Ok not legs but ankle. Broke my ankle now I need to rest for at least 2 months before I can step out of my home.
I thought I’d cry when I broke it. Or cried when it swollen on the first few nights. I thought I’d be angry or depressed but I didn’t. I just simply accepted the fact- yes I’m injured, now what’s next, what should I do for recovery. It really didn’t bother me much.
My first time breaking bones, being hospitalised, and doing surgery. I was nervous and anxious yet I made it through.
Now I realise the importance of being healthy. And I’ll probably start looking after myself a bit more...
It’s sad that I gotta stay away from my board for months. But I got something better...
I used to doubt his intention and love... idk if he’s really interested in me, or whatever happened between us was only something short-lived.
But his action has been showing me that he’s really serious about it.
He’s been calling me since day1, and he called me few times a day just to keep me company.
I didn’t ask for any of this. Or at least not in this frequency. But he did.

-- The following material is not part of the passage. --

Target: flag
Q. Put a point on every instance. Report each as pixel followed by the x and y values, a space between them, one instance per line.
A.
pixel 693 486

He doesn’t like texting or calling. And he’s bad at talking too. Still, he calls. Even I don’t ask him to. Talking on phone takes time and effort. And with his consistency it shows that he cares, and he makes me his priority.

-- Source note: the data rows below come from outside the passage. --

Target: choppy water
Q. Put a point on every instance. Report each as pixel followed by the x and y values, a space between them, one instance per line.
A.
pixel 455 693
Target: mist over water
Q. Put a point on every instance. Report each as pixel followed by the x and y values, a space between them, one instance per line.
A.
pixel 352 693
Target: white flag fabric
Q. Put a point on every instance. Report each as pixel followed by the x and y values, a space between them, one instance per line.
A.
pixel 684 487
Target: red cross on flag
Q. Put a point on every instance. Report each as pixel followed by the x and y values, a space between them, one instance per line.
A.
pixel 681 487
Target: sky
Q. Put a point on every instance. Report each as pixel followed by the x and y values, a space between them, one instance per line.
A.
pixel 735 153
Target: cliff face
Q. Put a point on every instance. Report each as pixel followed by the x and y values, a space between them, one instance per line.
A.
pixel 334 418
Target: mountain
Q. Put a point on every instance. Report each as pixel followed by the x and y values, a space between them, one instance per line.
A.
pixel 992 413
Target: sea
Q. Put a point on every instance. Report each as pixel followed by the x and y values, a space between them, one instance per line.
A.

Acknowledging this warm my heart.
I’m sure that he could give me what I’ve been looking for.
It’s funny how we know each other’s past, which obviously weren’t something worth being proud of. Still, we chose to trust each other.

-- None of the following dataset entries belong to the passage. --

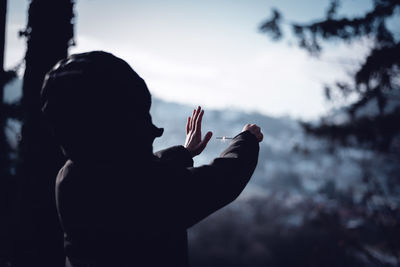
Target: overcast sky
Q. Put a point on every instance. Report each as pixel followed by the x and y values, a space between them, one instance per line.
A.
pixel 209 52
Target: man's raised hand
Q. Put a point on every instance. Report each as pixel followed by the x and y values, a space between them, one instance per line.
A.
pixel 194 142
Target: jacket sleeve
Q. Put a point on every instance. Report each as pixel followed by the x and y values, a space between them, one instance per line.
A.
pixel 176 155
pixel 210 187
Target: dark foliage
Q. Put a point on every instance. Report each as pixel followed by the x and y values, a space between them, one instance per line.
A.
pixel 376 82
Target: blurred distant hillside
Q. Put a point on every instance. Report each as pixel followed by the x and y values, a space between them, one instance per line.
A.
pixel 299 205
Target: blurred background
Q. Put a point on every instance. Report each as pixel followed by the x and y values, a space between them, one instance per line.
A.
pixel 320 77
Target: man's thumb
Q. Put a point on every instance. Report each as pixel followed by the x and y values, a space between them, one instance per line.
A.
pixel 207 138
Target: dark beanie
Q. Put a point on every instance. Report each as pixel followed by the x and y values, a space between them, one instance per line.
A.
pixel 94 102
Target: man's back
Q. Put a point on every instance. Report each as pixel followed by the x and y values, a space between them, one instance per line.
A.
pixel 135 213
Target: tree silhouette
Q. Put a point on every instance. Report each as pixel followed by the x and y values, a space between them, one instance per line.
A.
pixel 6 180
pixel 375 83
pixel 372 121
pixel 39 241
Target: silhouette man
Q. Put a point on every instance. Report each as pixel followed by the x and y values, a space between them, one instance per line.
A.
pixel 118 203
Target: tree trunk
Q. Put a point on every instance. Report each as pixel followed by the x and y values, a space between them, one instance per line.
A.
pixel 49 33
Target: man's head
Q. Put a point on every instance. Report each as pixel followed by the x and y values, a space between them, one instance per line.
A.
pixel 95 102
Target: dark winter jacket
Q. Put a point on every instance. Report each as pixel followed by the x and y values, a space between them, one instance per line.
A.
pixel 136 211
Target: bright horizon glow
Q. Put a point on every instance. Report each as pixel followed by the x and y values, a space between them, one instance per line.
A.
pixel 210 54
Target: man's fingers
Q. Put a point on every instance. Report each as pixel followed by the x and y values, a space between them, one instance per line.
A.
pixel 188 126
pixel 193 119
pixel 204 143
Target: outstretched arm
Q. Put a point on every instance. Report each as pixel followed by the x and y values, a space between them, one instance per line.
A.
pixel 203 190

I never have to hide in front of him. He knows and accepts who I am and what I do, without judging me, without wanting to manipulate me.
Jealousy and manipulation is not act of love. I can feel he cares about me without that.
And he values communication as much as I do.
He’s the first person I called when I woke up from my surgery. And I cried. And I didn’t feel uncomfortable showing my vulnerability in front of him, knowing that he’ll understand and comfort me.
I wanted to DTR, so so bad.
But now, I just don’t care anymore.
Labels don’t matter to me anymore.
I won’t push again. I’ll just sit back and wait and enjoy the ride. I know he meant it, and he knows I’m committed as much as he does. So it doesn’t matter. I’ll give him time to think about it, while I enjoy the time we shared.